Outline Fonts. Each character’s outline is represented by a collection of straight line segments or spline curves. This is more general than vector fonts. An attractive feature of both vector and outline fonts is that they are device independent and are easily scaled, rotated, and transformed in other ways. In either case, one has the option of scan converting them into the frame buffer on the fly or precomputing them and storing the bitmaps in memory. Defining and scan converting outline fonts gets very complicated if one wants the result to look nice and belongs to what is called digital typography.
Two overall strategies that are used to clip text are:
Figure 3.23. A Cyrus-Beck clipping example.
All-or-Nothing String Clipping. Here one computes the size of the rectangle that contains the string and only maps the string to the frame buffer if the rectangle fits entirely into the window in which the string is to be displayed.
All-or-Nothing Character Clipping. Here one clips on a character-by-character basis. One computes the size of the rectangle that contains a given character and only maps the character to the frame buffer if the rectangle fits entirely into the window in which it is to be displayed.

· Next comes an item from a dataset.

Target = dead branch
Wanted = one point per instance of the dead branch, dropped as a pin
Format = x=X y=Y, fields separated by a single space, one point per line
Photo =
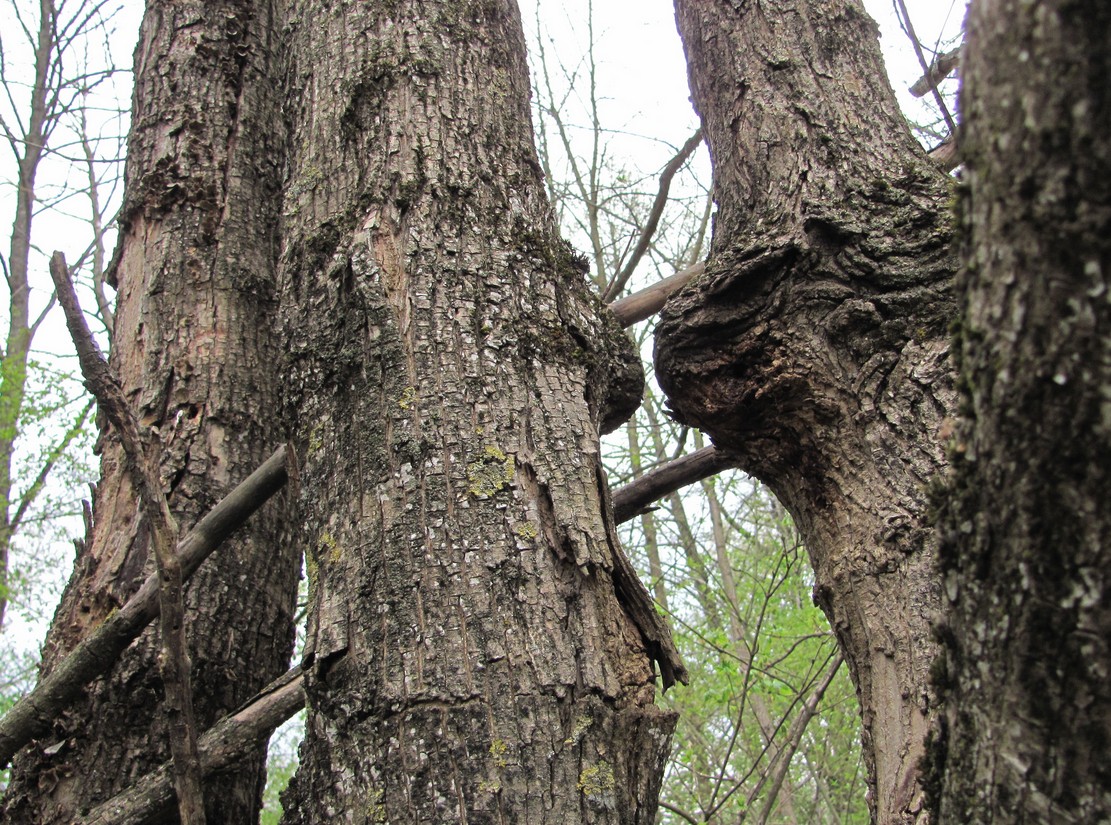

The all-or-nothing approaches are easy to implement because it is easy to check if one rectangle is inside another. The all-or-nothing character clipping approach is often quite satisfactory. A more precise way to clip is to clip on the bit level. What this means in the bit-mapped font case is that one clips the rectangular bitmap of each character against the window rectangle and displays that part which is inside. In the vector or outline font case, one would clip the curve that defines a character against the window using one of the line-clipping algorithms and then scan converts only the part of the character that lies in the window.